You should also consider whether you want a male or a female cat. Male cats that have not been neutered are more aggressive and usually fight for territory or dominance. They may spray urine along surfaces outside and inside the home, as a means of “marking” territory. Intact cats, both male and female, try to roam during the mating season, which can lead not only to unwanted kittens but also to bite wounds, car accidents, ingestion of poison, and other problems. Many of these undesirable behaviors can be decreased by spaying or neutering when the cat is young, although some cats may still spray when they sense their home environment is being invaded by, for example, new cats or cat odors.

Age

Kittens raised with your family usually integrate well into the environment. However, kittens have a lot of energy and require a lot of care and attention. Adult cats are usually calmer, less demanding, and less destructive.

Finding the Right Cat

Cats can be obtained from a variety of sources, each of which has advantages and disadvantages. For example, adopting a kitten from a friend or a breeder may give you a good opportunity to obtain information on the home environment, state of health, and behavior. You will probably need to locate a breeder if you have an exact type of purebred cat in mind.
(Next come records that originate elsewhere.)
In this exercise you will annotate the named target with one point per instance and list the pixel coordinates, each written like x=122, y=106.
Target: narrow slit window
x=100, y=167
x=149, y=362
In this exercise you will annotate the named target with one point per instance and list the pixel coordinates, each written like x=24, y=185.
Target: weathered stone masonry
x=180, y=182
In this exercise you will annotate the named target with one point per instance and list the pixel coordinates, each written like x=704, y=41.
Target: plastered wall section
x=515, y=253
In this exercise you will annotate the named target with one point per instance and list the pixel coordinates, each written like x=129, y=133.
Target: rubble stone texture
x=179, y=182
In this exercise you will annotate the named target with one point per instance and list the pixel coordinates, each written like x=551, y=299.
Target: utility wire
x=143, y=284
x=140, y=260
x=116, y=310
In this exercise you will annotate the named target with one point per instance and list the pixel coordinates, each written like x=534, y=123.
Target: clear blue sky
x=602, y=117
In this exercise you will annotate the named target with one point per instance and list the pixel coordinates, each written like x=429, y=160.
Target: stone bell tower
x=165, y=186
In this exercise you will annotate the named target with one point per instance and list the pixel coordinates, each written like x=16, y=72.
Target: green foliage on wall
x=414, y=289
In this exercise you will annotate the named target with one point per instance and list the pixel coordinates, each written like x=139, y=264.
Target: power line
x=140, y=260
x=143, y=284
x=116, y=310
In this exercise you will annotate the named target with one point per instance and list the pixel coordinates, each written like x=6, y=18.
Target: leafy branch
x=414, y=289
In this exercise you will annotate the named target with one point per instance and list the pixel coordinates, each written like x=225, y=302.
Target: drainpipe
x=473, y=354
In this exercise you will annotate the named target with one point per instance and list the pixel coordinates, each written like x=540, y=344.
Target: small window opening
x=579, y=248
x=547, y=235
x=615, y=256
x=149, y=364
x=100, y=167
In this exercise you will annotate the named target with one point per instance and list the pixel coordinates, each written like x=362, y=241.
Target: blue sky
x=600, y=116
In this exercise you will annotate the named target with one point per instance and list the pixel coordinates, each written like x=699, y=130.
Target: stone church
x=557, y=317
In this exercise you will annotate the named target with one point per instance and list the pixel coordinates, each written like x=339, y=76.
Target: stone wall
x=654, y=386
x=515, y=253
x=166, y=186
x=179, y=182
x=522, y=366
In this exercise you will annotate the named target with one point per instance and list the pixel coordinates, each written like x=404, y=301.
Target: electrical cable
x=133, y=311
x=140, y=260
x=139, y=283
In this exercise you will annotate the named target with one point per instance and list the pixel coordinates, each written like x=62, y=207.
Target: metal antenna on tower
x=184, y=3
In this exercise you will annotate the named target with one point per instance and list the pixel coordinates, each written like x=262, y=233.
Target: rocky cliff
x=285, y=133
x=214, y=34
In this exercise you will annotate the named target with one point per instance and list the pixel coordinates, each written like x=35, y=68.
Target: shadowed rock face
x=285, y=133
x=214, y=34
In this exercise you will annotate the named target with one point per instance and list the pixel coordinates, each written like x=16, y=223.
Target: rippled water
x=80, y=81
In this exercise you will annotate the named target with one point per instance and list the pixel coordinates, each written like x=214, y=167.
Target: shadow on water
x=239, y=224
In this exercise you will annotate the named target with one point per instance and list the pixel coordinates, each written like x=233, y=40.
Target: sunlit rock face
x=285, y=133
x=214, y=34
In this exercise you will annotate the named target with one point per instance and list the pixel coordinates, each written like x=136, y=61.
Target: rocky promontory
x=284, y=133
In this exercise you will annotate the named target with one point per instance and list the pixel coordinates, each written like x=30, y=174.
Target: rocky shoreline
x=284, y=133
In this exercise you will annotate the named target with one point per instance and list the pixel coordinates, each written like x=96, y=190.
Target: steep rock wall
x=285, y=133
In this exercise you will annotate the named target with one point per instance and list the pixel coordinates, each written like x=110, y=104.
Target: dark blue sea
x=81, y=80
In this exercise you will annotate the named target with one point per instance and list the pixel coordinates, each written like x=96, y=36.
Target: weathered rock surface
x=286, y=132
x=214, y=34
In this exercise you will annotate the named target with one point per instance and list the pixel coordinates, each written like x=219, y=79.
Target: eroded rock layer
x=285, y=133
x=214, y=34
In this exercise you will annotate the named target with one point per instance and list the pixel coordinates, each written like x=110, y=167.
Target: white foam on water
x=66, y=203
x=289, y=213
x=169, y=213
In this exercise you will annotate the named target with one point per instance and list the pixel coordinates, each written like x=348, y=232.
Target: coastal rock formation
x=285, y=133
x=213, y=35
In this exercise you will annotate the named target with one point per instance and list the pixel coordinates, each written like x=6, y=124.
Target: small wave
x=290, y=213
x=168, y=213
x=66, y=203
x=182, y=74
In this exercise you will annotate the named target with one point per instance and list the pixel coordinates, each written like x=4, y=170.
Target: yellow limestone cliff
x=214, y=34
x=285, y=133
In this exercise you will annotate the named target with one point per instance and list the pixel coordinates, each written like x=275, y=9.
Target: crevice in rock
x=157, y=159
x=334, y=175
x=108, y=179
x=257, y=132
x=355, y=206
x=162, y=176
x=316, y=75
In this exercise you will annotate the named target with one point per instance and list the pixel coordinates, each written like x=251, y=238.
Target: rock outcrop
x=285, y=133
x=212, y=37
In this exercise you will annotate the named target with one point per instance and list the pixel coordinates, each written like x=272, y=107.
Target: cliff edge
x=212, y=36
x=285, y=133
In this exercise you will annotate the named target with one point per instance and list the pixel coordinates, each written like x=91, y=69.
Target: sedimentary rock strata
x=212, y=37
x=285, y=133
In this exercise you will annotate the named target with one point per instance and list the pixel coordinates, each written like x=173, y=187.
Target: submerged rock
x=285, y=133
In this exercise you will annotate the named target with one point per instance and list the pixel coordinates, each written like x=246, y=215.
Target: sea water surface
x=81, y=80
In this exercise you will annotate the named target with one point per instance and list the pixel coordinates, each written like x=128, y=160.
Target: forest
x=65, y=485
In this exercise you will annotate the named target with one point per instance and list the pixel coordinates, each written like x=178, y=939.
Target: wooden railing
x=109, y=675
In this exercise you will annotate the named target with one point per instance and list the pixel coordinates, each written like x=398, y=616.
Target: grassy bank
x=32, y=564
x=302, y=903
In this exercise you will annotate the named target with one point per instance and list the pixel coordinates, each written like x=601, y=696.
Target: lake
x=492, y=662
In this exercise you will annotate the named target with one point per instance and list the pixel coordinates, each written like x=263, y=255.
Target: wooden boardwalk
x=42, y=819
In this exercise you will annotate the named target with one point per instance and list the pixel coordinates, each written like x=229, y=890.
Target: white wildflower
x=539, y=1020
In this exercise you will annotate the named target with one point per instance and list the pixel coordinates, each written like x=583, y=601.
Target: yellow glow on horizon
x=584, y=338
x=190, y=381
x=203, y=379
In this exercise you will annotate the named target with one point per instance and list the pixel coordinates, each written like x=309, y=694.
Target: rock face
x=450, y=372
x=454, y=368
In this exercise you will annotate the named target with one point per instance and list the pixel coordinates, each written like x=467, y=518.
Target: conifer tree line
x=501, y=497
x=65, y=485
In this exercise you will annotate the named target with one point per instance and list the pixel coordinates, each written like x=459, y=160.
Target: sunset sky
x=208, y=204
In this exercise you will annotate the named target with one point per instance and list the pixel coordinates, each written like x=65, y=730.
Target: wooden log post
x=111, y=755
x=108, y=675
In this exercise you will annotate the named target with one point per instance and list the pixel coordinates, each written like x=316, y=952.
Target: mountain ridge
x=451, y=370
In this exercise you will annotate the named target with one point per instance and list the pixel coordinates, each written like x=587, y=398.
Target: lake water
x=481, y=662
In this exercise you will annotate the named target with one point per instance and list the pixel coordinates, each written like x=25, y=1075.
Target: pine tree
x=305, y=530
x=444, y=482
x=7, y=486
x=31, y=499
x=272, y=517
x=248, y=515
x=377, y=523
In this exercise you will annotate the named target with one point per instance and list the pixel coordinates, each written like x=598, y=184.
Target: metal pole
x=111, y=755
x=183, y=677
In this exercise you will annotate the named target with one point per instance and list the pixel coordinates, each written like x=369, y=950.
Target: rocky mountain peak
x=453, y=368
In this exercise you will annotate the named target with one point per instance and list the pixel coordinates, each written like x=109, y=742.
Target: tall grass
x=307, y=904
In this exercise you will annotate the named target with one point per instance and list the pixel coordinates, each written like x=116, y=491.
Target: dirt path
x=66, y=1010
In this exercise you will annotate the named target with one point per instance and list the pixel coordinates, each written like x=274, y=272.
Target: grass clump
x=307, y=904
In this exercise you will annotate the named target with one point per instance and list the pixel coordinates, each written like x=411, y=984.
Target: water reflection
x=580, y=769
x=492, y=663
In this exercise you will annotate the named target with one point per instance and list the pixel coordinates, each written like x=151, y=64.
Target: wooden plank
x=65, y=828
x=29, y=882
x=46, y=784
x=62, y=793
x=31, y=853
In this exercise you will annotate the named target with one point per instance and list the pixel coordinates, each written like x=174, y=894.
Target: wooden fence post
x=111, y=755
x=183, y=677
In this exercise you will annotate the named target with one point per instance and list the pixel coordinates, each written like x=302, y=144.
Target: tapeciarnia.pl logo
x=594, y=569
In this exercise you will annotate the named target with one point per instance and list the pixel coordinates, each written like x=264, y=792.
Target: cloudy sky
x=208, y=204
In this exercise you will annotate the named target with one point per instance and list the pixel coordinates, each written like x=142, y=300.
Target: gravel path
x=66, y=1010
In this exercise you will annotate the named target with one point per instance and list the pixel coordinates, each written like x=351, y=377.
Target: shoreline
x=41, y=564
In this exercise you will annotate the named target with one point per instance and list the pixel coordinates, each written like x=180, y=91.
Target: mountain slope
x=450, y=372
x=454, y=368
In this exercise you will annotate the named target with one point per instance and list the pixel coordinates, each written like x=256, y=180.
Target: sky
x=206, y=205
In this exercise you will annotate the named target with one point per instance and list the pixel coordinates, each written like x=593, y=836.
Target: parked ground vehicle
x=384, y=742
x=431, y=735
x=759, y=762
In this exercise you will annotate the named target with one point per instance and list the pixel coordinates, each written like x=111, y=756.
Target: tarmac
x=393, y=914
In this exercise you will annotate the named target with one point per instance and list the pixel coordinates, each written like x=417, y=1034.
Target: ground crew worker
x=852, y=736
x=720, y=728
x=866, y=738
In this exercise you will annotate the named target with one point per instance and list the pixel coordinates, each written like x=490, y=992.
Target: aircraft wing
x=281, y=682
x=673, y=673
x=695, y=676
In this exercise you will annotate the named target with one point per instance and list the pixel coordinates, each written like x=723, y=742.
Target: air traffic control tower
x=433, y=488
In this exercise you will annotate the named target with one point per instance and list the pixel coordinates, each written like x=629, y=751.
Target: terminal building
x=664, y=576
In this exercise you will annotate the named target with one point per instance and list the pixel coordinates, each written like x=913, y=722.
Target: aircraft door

However, young and older adult cats at animal shelters are usually already spayed or neutered and vaccinated, and adopting from a shelter saves lives of cats that might not otherwise find a good home. Some owners choose to buy a cat at a pet store. While a pet store may provide health records or registration papers, conditions in which the cat was kept or raised before arriving at the store will likely not be known. Many people also adopt cats as strays from their neighborhood.

Judging the Physical and Social Health of a New Cat

Positive Attributes

Negative Attributes

  • Active, friendly, sociable, curious

  • Timid or aggressive (hisses, spits, arches back)

  • Healthy weight

  • Thin or scrawny, with ribs or hip bones sticking out (Note: A pot belly on a thin kitten may be a sign of worms, a very common and easily treatable condition.)

  • Clean, shiny coat free of mats, sores, or fleas

  • Dirty coat stained with urine or feces; red spots or sores on the skin

  • Clean ears and eyes

  • Discharge from the eyes, excessive wax or debris in the ears

  • History of vaccination and veterinary care

  • Signs of respiratory problems (for example, a cough or runny eyes or nose)

  • History of eating a high-quality cat food

  • History of illness (such as vomiting or diarrhea) or behavior problems (such as not using the litter box)

When choosing a cat, look for a healthy individual with a good temperament (see Table: Judging the Physical and Social Health of a New Cat). Ask questions, and use your eyes and nose to look for problems. Sick kittens or cats are often listless and scrawny and have a dull hair coat. They may have urine or diarrhea stains (or associated odors) on the fur. Adult cats should be sociable and friendly. Kittens should be curious and adventurous, neither timid nor aggressive. Feral (wild) kittens or cats generally do not make good pets unless they have had considerable human contact during their first few months of life (see Kitten Care).